Brad S. Gregory, Director of the Notre Dame Institute for Advanced Study (NDIAS), Professor of History, and Dorothy G. Griffin Collegiate Chair at the University of Notre Dame, will lead the introductory twice-weekly seminar at the NDIAS for the spring 2018 semester.
Prior to joining Notre Dame in 2003, Gregory taught at Stanford University (1996-2003), where he received early tenure in 2001. He specializes in the history of Christianity in Europe during the Reformation era and on the long-term influence of the Reformation era on the modern world. Before teaching at Stanford, he earned his Ph.D. in history at Princeton University (1996) and was a Junior Fellow in the Harvard Society of Fellows (1994-96). He also has two degrees in philosophy from the Catholic University of Louvain, Belgium (1984, 1987) as well as an M.A. in history from the University of Arizona (1989).

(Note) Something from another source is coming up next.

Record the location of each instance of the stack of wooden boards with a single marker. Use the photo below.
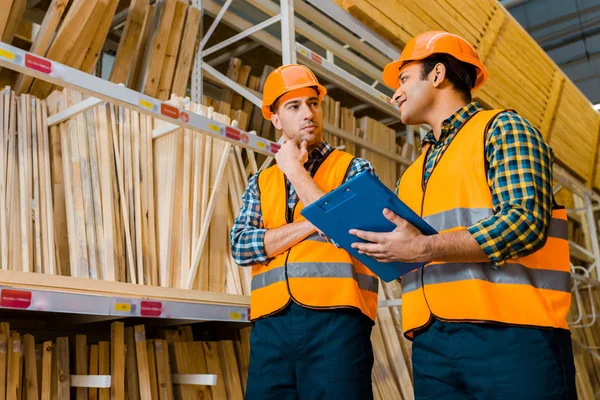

Gregory’s first book, Salvation at Stake: Christian Martyrdom in Early Modern Europe (Harvard, 1999), received six book awards. He has also edited The Forgotten Writings of the Mennonite Martyrs (Brill, 2002) and co-edited Seeing Things Their Way: Intellectual History and the Return of Religion (Notre Dame, 2009). Gregory was the recipient of two teaching awards at Stanford and has received three more at Notre Dame. In 2005, he was awarded the first annual Hiett Prize in the Humanities from the Dallas Institute of Humanities and Culture, a $50,000 award given to the outstanding mid-career humanities scholar in the United States.
Gregory’s most recent books are Rebel in the Ranks: Martin Luther, the Reformation, and the Conflicts That Continue to Shape Our World (HarperOne, 2017) and The Unintended Reformation: How a Religious Revolution Secularized Society (Belknap, 2012), the latter a wide-ranging reinterpretation of the making of the modern Western world. In addition to a short book on why history matters and another about the relationships among different sorts of knowledge, he is currently working on a history of conceptions of human nature from the Middle Ages to the present, the tentative title of which is “Embodied Souls and Their Rivals.”